In defending Trump, Peter Thiel attacks Silicon Valley

Silicon Valley's belief that the economic world revolves around it is shortsighted, says Thiel

Peter Thiel National press club - Trump defender
REUTERS/Gary Cameron

Silicon Valley's overwhelming support of Hillary Clinton has one bug in it, according to tech billionaire Peter Thiel. With a week until the election, Thiel was in Washington Monday defending Donald Trump and criticizing Silicon Valley for failing to see outside its bubble.

"Where I work in Silicon Valley, people are doing just great," said Thiel, at a National Press Club event on Monday. However, he said, "Most Americans haven't been part of that prosperity.
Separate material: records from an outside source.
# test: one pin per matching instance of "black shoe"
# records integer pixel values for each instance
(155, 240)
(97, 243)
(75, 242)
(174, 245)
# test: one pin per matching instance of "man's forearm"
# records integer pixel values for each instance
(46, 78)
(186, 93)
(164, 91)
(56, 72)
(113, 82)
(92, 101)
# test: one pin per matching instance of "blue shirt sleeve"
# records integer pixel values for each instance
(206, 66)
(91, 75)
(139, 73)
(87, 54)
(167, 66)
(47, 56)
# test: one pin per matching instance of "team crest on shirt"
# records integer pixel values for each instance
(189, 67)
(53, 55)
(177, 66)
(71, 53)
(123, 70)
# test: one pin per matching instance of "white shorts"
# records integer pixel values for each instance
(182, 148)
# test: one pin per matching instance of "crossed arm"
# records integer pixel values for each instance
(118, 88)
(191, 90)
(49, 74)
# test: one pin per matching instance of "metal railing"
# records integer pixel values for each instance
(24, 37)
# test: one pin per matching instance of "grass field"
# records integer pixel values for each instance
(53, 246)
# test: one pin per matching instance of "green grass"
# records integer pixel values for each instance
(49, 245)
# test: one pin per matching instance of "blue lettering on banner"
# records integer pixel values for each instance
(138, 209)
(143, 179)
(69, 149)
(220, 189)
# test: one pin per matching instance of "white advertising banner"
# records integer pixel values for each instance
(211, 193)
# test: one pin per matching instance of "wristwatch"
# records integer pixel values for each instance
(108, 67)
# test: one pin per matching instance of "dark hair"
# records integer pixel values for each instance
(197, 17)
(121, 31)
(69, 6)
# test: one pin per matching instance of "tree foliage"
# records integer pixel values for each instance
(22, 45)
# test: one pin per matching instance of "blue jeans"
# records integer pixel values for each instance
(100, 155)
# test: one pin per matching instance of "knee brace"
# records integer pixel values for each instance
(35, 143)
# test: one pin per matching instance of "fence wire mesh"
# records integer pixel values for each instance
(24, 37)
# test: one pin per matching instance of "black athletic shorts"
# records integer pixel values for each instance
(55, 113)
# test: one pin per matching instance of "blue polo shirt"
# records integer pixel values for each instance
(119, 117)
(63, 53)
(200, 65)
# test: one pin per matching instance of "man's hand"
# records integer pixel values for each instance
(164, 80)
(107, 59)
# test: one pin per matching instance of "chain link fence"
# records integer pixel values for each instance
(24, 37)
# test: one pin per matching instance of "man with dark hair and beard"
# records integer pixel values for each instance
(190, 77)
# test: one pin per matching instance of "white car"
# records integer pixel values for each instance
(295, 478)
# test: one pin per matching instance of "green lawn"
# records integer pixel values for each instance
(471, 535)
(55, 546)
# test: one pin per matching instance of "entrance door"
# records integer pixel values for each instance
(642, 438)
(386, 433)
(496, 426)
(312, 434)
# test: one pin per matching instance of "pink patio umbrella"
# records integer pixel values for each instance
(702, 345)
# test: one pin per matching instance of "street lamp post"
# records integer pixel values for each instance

"It shouldn't be surprising to see people vote for Bernie Sanders or for Donald Trump," said Thiel, who spoke in support of Trump at the Republican National Convention.

Thiel, a co-founder of PayPal, is a successful venture capitalist and author, and on the surface at least seems unlikely to buck Silicon Valley's support for Clinton. But Thiel has also questioned Silicon Valley's contribution to prosperity, and sees the U.S. economy relying more on financialization than innovation for growth.

"I don't agree with everything Donald Trump has said and done, and I don't think the millions of the other people voting for him do, either," said Thiel. "Nobody thinks his comments about women were acceptable. I agree they were clearly offensive and inappropriate," he said, referring to the Access Hollywood film clip.

But Thiel said voters aren't pulling "a lever in order to endorse a candidate's flaws; it's not a lack of judgment that leads Americans to vote for Trump," said Thiel. "We're voting for Trump because we judge the leadership of our country to have failed."

Free trade, for instance, "has not worked out well for all of America," said Thiel.

A strong view in Silicon Valley is that Trump will be "a disaster for innovation," and would lead a retreat away from science and technology spending and support. Silicon Valley leaders, in an open letter, criticized Trump for holding "a fundamental belief that America is weak and in decline."

But Thiel is arguing that the well-off sections of the nation aren't recognizing how certain policies have hurt many others.

"All of our elites preach free trade. The highly educated people who make public policy explain that cheap imports make everyone a winner, according to economic theory, but in actual practice we've lost tens of thousands of factories, millions of jobs to foreign trade," said Thiel. "The heartland has been devastated. Maybe policymakers really believe that nobody loses, or maybe they don't worry about it too much because they think they are among the winners," he said.

Silicon Valley "has been extremely successful over the last decade or so but it's been a success that is a success of specific companies," said Thiel.

The view in Silicon Valley is that if it's doing well, "everybody is doing well." But that's just not true, he argues.

Thiel, for instance, called Twitter, a "perfectly good company" with high-paying jobs. "It's just not enough to improve living standards for 300 million-plus Americans," he said. His critique of Twitter was summed up in his now-famous quote from his venture-capital company's manifesto: "We wanted flying cars, instead we got 140 characters."

"What Trump represents isn't crazy and it's not going away," said Thiel.